Solo para detenerse momentos después, desvaneciéndose de nuevo en la latencia.
—Acepto ese nombre —el Rey Elfo… no, Anastasia dijo en voz baja.
Entonces se le ocurrió un pensamiento, y frunció ligeramente el ceño—. Sin embargo, si fracasas y me convierto en un hombre al enamorarme mucho más tarde, ¿cómo mantendría tal nombre?
La pregunta era genuina. Anastasia era innegablemente femenino. Llevarlo como hombre invitaría a preguntas y quizás burlas.
—Hey… Anastasia todavía puede ser un nombre de hombre —Azel dijo con completa confianza, y Anastasia podía escuchar la sonrisa en su voz—. Simplemente serías conocido como un hombre muy femenino.
Hubo una pausa.
—…Te burlas de mí.
—Ciertamente no lo hago —Azel dijo, y de alguna manera logró sonar completamente sincero mientras era obviamente descarado.
Luego soltó el último mechón de cabello. Las trenzas cayeron graciosamente, cascada sobre los hombros y la espalda de Anastasia.

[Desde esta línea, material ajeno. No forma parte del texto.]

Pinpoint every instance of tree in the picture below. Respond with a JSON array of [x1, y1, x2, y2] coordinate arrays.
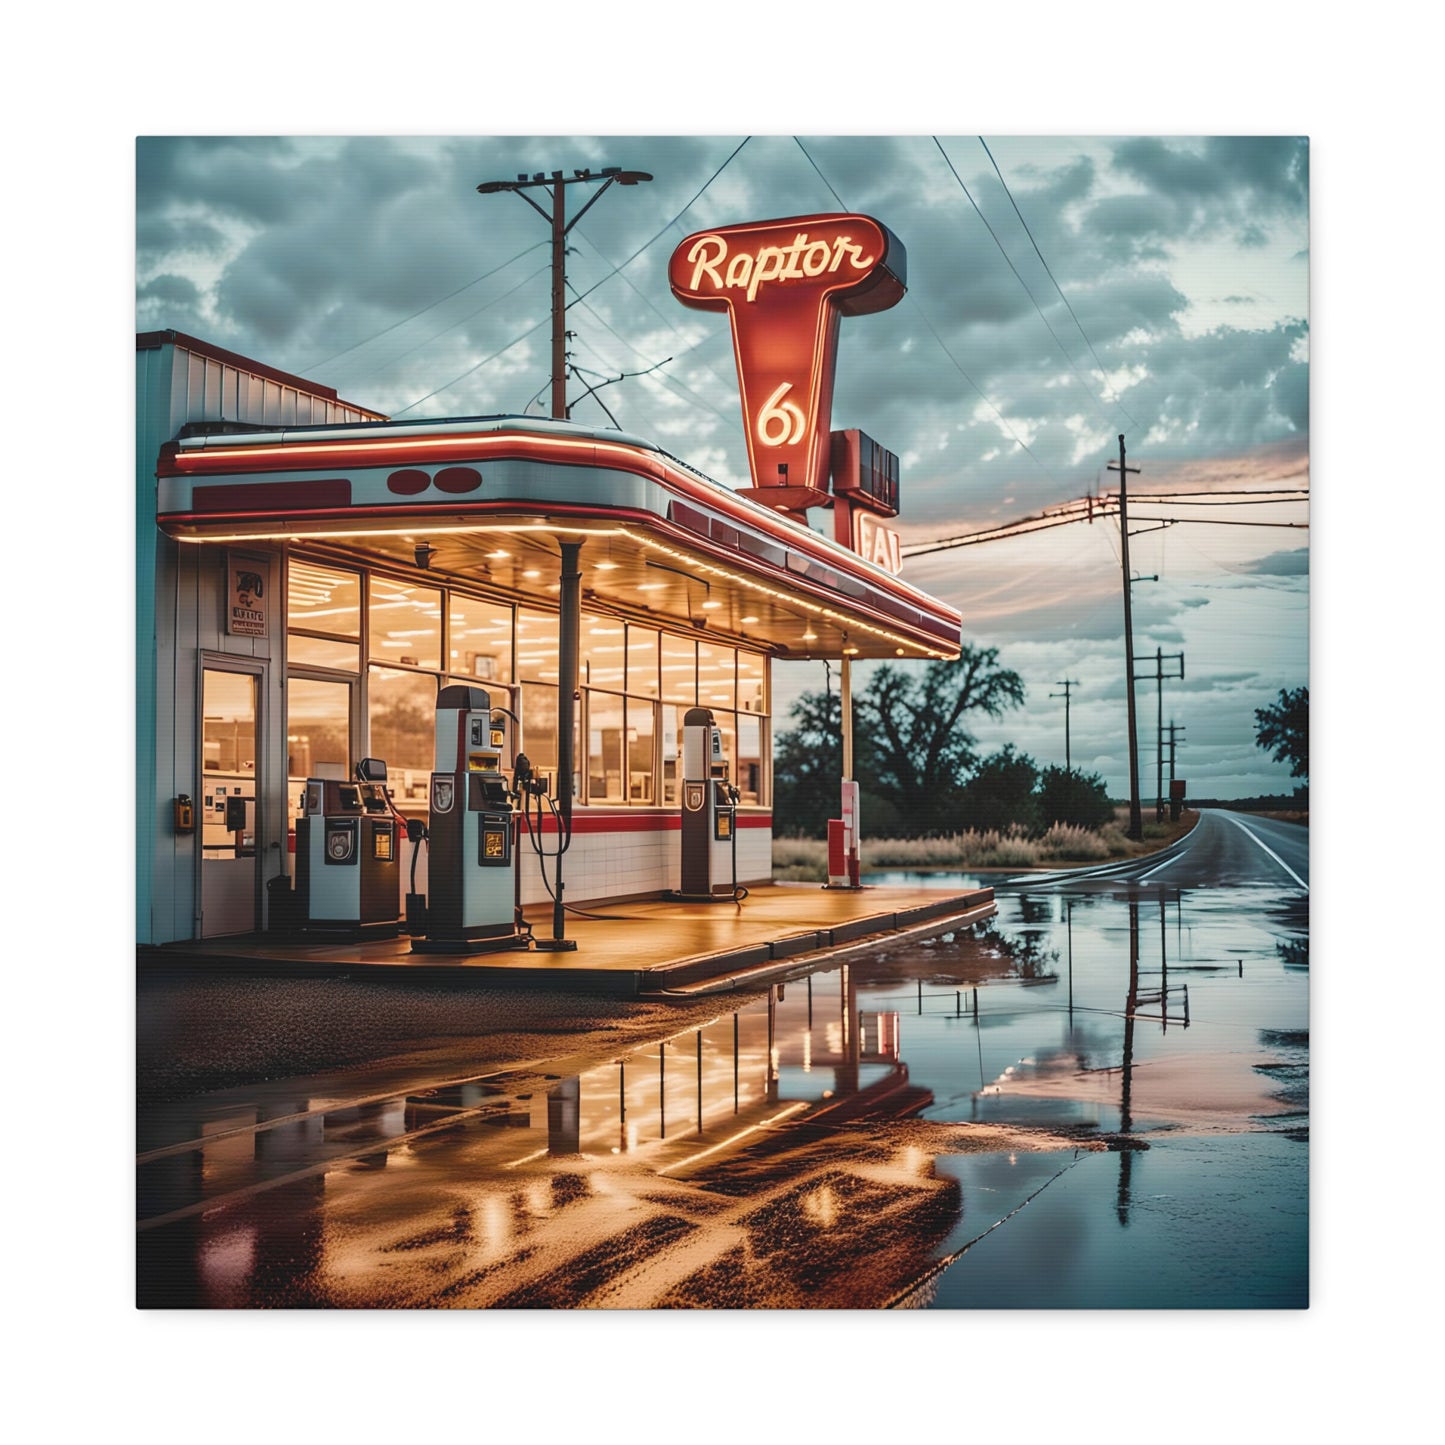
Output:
[[960, 745, 1040, 833], [1254, 686, 1308, 780], [771, 687, 903, 838], [769, 646, 1026, 838], [864, 646, 1026, 836], [1035, 765, 1114, 830], [771, 687, 848, 837]]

Algunos mechones incluso cubrieron un poco sus ojos aunque los apartó inmediatamente.
—He terminado… puedes mirarte en el espejo.

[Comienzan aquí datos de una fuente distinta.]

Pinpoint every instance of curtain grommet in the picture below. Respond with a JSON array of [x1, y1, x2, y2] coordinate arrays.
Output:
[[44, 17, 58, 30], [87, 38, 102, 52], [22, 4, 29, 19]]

Anastasia se giró a la derecha donde un espejo estaba incrustado en la pared, reflejando su imagen.
La transformación fue sorprendente.
Las trenzas enmarcaban su rostro maravillosamente, añadiendo estructura y carácter que el cabello lacio y sin vida nunca había poseído.
Se veía… vivo… como una persona en lugar de una muñeca. Los ojos tritonales parecían más brillantes de alguna manera, y había color en sus mejillas que no había estado allí antes.
Parecía casi… feliz.
En el momento en que Anastasia vio sus hermosos mechones que complementaban su rostro, se apartó instantáneamente.

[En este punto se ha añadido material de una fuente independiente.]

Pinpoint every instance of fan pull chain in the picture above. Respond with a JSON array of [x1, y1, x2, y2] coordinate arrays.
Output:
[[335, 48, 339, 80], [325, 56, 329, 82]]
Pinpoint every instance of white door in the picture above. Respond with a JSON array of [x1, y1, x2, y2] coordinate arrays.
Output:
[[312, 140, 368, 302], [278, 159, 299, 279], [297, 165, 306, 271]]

La emoción era demasiada y su pecho se sentía tenso de nuevo.
—Gracias Azel… —dijo suavemente, levantándose de donde había estado sentado—. Creo que he terminado aquí. Toma tu baño y reúnete conmigo en la habitación.
—Está bien —dijo Azel con facilidad, ya alcanzando su toalla.
Anastasia se alejó rápidamente, sus pies descalzos pisando suavemente el suelo. Detrás de ella, escuchó a Azel comenzar a quitarse su propia toalla, el roce de la tela llenando el baño.
No miró hacia atrás.
…
Azel salió del baño vistiendo un par de pantalones holgados y sintiéndose completamente renovado.
Su piel aún estaba ligeramente húmeda, y su cabello plateado colgaba suelto alrededor de sus hombros, gotas de agua cayendo ocasionalmente sobre su pecho desnudo.
Se estiró una vez, sintiendo el agradable dolor de un largo día finalmente alcanzándolo.
Miró a Anastasia que estaba leyendo un libro en la cama mientras estaba sentada con las piernas cruzadas.
Las trenzas seguían perfectas, y el Rey Elfo parecía tranquilo.
—Hora de comer —dijo Azel, empujando la mesa más cerca de la cama con un suave arrastre de madera sobre madera.
Anastasia levantó la vista de su libro, marcando la página con un pálido dedo.
—No tengo hambre… —dijo automáticamente, como por reflejo—. Ya comí…
Azel no le dejó terminar. Quitó las tapas de los platos con un floreo, e inmediatamente un aroma se elevó.
El olor golpeó a Anastasia como una fuerza física, entrando en su nariz y haciéndola estremecer violentamente. Sus ojos se agrandaron, el libro resbalando de sus manos y cayendo sobre la cama con un suave golpe.
—¿Puedo… oler la comida?
Las palabras salieron apenas como un susurro, sorprendidas e incrédulas.
«La tienda del Sistema viene al rescate como siempre», pensó Azel con un asentimiento satisfecho.